6.3 Bayesian Verification of Warnings (2010

Consider a system that issues warnings of intermittent hazards (e.g., severe thunderstorm warnings, tornado warnings), or deterministic forecasts of intermittent events (e.g., heavy precipitation, strong wind, blizzard). The performance of such a warning system is usually evaluated in terms of a probability of detection (POD) and a false alarm rate (FAR). Oftentimes, the two measures are aggregated into a critical success index (CSI). These verification measures are examined from the viewpoint of a rational decider who, following the precepts of Bayesian theory, uses warning to choose optimal action by minimizing the expected disutility of outcome. In the long-run, the performance of this warning-decision system is evaluated in terms of the integrated minimum expected disutility (D). Then, given two warning systems, A and B, system A is said to be more informative than system B, if D_A≤ D_B for every disutility function of outcome (equivalently, for every rational decider).
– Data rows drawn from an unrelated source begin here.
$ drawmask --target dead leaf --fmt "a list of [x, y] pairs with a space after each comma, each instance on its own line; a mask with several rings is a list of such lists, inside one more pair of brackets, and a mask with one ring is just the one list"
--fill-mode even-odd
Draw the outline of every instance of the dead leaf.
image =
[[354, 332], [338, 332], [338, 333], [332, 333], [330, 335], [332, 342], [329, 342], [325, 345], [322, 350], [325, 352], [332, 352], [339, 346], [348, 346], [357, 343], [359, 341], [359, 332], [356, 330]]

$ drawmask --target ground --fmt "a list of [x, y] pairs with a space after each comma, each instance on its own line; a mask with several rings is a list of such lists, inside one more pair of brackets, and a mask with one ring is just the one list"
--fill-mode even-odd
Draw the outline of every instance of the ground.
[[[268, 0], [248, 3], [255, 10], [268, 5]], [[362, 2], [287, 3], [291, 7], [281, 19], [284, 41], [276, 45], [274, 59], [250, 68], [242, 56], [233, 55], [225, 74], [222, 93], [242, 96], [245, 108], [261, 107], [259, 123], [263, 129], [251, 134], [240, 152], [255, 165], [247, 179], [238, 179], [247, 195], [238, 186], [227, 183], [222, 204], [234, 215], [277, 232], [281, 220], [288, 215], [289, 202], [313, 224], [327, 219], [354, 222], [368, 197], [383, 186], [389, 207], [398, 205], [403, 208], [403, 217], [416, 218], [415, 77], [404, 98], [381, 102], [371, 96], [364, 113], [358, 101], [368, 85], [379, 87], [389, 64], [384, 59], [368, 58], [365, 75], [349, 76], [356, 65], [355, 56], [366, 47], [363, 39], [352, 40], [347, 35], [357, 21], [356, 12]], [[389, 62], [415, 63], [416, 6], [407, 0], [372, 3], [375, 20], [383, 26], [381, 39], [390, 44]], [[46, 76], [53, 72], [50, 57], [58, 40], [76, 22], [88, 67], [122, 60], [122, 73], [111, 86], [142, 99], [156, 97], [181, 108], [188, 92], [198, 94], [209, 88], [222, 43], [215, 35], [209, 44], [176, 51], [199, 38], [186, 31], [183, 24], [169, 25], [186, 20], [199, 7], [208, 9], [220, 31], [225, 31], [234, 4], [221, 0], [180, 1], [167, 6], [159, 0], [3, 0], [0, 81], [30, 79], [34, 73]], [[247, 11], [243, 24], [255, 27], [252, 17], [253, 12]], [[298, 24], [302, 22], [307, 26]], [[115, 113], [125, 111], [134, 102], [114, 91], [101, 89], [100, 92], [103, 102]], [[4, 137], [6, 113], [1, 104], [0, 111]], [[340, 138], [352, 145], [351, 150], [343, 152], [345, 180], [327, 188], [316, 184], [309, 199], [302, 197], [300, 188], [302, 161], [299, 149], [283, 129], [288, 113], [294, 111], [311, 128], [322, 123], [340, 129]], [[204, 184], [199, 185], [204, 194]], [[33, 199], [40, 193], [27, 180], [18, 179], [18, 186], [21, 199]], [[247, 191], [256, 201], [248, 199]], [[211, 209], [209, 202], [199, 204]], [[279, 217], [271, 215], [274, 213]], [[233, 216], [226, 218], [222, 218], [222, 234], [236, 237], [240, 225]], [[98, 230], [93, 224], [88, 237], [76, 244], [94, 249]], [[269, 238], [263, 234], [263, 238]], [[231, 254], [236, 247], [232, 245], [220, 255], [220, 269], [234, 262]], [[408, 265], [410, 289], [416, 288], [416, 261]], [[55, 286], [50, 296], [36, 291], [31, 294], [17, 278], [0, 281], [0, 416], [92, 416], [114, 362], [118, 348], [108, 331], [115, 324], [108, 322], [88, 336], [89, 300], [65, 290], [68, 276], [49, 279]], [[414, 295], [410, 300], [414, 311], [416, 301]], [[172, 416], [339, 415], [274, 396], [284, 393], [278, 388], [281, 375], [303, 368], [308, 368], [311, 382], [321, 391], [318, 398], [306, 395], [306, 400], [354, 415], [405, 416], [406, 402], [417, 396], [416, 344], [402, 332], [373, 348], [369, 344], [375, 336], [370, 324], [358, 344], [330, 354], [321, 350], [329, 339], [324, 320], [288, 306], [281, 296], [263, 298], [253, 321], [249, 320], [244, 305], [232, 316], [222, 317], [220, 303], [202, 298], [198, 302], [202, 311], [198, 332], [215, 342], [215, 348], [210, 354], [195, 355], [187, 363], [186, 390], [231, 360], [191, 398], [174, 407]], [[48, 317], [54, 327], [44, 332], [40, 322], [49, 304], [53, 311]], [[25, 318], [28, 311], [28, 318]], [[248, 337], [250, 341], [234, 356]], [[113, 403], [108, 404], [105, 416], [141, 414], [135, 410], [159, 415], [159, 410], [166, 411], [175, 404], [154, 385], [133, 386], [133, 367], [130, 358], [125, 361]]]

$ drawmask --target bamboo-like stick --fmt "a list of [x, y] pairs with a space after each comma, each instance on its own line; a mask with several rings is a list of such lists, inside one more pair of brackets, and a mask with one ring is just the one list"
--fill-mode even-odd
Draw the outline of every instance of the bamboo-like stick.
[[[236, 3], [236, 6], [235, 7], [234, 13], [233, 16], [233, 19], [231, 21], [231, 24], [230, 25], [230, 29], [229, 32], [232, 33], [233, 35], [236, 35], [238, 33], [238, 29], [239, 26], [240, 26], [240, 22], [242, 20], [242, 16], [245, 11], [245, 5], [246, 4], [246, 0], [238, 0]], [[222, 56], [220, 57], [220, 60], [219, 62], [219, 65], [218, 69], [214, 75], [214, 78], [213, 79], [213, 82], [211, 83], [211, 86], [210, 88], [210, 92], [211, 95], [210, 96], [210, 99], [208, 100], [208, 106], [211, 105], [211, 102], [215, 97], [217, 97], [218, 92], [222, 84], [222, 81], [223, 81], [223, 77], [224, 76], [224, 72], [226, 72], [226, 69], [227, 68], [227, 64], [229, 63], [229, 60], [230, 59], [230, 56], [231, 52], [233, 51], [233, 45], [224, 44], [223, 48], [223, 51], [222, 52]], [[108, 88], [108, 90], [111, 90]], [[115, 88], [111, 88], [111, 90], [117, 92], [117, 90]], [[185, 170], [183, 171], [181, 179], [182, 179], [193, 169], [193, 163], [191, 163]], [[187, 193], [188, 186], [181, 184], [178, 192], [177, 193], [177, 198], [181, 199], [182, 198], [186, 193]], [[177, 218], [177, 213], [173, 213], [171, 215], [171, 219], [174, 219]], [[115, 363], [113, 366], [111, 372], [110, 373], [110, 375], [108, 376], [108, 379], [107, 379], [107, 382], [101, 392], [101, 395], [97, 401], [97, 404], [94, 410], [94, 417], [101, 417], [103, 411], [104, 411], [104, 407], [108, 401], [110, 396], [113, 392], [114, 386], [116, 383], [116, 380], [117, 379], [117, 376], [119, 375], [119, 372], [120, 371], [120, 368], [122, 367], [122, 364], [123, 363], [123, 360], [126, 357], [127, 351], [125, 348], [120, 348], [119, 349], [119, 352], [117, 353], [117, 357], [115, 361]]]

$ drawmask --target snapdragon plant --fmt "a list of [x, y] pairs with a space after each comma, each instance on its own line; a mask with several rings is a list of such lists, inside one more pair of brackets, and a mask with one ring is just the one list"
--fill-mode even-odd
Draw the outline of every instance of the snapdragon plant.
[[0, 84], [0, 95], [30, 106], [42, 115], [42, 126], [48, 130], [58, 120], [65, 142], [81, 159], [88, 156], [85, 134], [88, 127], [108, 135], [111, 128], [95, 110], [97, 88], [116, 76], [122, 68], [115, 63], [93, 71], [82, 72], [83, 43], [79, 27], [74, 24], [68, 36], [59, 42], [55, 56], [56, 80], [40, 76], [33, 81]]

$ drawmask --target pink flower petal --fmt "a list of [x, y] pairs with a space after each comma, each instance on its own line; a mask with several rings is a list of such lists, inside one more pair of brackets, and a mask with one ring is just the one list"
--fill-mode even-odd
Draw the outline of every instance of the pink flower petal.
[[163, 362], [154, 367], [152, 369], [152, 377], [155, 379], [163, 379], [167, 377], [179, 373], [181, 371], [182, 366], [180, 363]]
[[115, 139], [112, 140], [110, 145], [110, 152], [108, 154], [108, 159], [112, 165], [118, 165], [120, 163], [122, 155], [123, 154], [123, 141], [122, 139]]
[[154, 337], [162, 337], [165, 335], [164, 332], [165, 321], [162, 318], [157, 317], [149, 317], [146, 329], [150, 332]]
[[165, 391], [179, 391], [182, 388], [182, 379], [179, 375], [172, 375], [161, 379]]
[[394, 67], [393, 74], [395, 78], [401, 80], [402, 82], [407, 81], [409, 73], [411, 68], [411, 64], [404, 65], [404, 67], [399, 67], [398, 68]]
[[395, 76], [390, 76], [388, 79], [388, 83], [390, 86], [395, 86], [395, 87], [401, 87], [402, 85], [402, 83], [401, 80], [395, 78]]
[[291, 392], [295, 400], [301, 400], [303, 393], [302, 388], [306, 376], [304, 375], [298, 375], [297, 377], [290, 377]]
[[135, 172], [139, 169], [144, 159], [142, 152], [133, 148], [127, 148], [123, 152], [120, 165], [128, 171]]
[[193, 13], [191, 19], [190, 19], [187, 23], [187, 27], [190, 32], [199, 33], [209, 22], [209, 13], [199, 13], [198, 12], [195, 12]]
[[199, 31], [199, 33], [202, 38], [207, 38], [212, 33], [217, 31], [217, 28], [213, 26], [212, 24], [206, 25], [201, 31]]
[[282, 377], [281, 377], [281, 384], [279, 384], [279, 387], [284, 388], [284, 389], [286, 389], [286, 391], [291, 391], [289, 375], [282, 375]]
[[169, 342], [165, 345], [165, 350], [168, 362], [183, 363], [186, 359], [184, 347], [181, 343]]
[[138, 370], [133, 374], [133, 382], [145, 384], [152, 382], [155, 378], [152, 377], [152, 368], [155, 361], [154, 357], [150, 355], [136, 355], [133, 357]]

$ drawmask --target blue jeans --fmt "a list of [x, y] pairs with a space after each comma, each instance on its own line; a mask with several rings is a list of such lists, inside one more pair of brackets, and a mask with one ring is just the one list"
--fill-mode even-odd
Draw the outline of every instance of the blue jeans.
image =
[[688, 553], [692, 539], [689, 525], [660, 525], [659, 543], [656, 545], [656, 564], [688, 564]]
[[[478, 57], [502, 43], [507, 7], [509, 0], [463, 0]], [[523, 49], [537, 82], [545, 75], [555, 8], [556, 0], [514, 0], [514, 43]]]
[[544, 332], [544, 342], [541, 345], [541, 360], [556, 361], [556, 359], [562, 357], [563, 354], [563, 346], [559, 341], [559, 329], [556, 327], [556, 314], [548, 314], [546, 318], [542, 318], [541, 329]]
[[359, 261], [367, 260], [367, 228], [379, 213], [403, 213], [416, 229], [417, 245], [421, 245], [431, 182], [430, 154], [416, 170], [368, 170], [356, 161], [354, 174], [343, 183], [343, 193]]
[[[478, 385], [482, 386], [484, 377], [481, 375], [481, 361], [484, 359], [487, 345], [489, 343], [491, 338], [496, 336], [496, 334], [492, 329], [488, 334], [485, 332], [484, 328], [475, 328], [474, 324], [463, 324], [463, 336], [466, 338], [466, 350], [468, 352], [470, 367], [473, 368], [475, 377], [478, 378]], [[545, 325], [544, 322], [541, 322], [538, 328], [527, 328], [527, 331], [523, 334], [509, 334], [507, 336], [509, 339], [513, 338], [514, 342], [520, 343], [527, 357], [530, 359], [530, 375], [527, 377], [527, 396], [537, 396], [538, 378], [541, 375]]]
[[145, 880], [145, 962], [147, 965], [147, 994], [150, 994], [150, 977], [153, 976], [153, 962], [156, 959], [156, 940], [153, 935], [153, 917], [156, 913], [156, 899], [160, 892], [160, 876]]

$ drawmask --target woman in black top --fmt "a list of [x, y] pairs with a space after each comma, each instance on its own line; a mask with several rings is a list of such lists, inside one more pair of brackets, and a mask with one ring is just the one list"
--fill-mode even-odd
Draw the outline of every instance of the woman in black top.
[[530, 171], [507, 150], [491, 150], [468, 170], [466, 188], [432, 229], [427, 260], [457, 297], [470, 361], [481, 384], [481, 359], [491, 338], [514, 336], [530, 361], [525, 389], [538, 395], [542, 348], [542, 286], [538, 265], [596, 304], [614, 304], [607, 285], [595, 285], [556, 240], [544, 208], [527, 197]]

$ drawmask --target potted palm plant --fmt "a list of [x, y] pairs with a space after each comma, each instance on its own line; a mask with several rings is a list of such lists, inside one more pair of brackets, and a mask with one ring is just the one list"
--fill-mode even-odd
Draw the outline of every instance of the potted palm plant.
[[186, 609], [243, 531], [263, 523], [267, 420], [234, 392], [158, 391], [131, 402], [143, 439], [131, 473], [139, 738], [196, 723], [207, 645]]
A proof is presented that, while POD and FAR are sufficient verification measures (in the sense that POD_A ≥ POD_B and FAR_A ≤ FAR_B imply that A is more informative than B), the CSI is not. In fact, the CSI is a misleading measure because there exist cases (theoretically an infinite number of them) with CSI_A > CSI_B (implying A is better than B), but D_A> D_B (implying A results in a greater integrated disutility than B does, and, therefore, A is less preferred than B from the viewpoint of a rational decider).

A new aggregate measure, called the characteristic utility score (CUS) is derived. With respect to the informativeness relation, CUS is a necessary measure (A being more informative than B implies CUS_A≥ CUS_B), and a conditionally sufficient measure (CUS_A ≥ CUS_B implies that A is more informative than B for a class of deciders with a particular ratio of disutility differences). In conclusion, if management wants to provide an incentive for improving the warning system in a way that increases its socio-economic benefits to users, than the correct verification measures are POD, FAR, and CUS.